🤖 AI Summary
This work addresses the challenges of long-term online visual mapping—namely, train-test mismatch due to a fixed global coordinate frame, attention bias toward early anchor points, and trajectory drift—by proposing a current-frame-centric, streaming feedforward reconstruction framework. The method abandons the global coordinate system entirely and instead introduces a transient anchor mechanism that reformulates 3D reconstruction as relative pose estimation and point cloud mapping within a local temporal window. Global consistency is preserved through integrated loop closure detection and motion averaging. Evaluated across diverse indoor and outdoor RGB-D and driving datasets, the approach substantially improves pose accuracy and dense reconstruction quality over long sequences while enabling low-memory online inference.
📝 Abstract
Long-horizon online visual mapping is a core capability for robot perception, requiring continuous camera-motion and scene-geometry estimation from visual streams under bounded memory and computation.

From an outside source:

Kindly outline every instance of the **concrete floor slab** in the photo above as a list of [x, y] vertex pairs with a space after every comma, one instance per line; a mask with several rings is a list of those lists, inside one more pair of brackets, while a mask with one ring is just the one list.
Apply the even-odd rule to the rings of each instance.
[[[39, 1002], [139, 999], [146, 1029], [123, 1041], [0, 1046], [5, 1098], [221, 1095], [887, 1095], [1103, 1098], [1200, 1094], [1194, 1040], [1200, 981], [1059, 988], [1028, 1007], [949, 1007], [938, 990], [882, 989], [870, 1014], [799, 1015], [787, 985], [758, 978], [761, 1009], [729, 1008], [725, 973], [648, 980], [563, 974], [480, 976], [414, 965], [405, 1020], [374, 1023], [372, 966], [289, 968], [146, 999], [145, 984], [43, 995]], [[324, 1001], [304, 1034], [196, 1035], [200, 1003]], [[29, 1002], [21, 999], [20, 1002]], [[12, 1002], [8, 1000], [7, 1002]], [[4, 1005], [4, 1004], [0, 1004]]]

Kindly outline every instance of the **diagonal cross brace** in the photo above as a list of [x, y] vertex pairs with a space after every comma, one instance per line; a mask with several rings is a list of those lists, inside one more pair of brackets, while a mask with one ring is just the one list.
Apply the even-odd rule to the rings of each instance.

Recent feed-forward 3D reconstruction models provide strong geometric priors, but their streaming variants often predict poses in a fixed coordinate system tied to the first frame or a persistent scene memory. This fixed-gauge design leads to train--test mismatch, attention bias toward early anchors, and accumulated drift on sequences much longer than those seen during training. We propose \emph{Anchor3R}, a streaming 3D reconstruction framework that treats feed-forward reconstruction as current-centric local measurement prediction rather than persistent global-gauge regression. At each time step, Anchor3R predicts window-relative poses and a local pointmap in the current-frame coordinate system, turning streaming reconstruction into relative-pose measurement generation. These measurements support online pose updates, while loop-closure reinsertion and motion averaging align the trajectory and transform local pointmaps into a coherent global reconstruction. Experiments on indoor, outdoor, driving, and RGB-D benchmarks show that Anchor3R improves long-horizon pose accuracy and dense reconstruction quality over existing streaming baselines, while supporting bounded-memory online inference.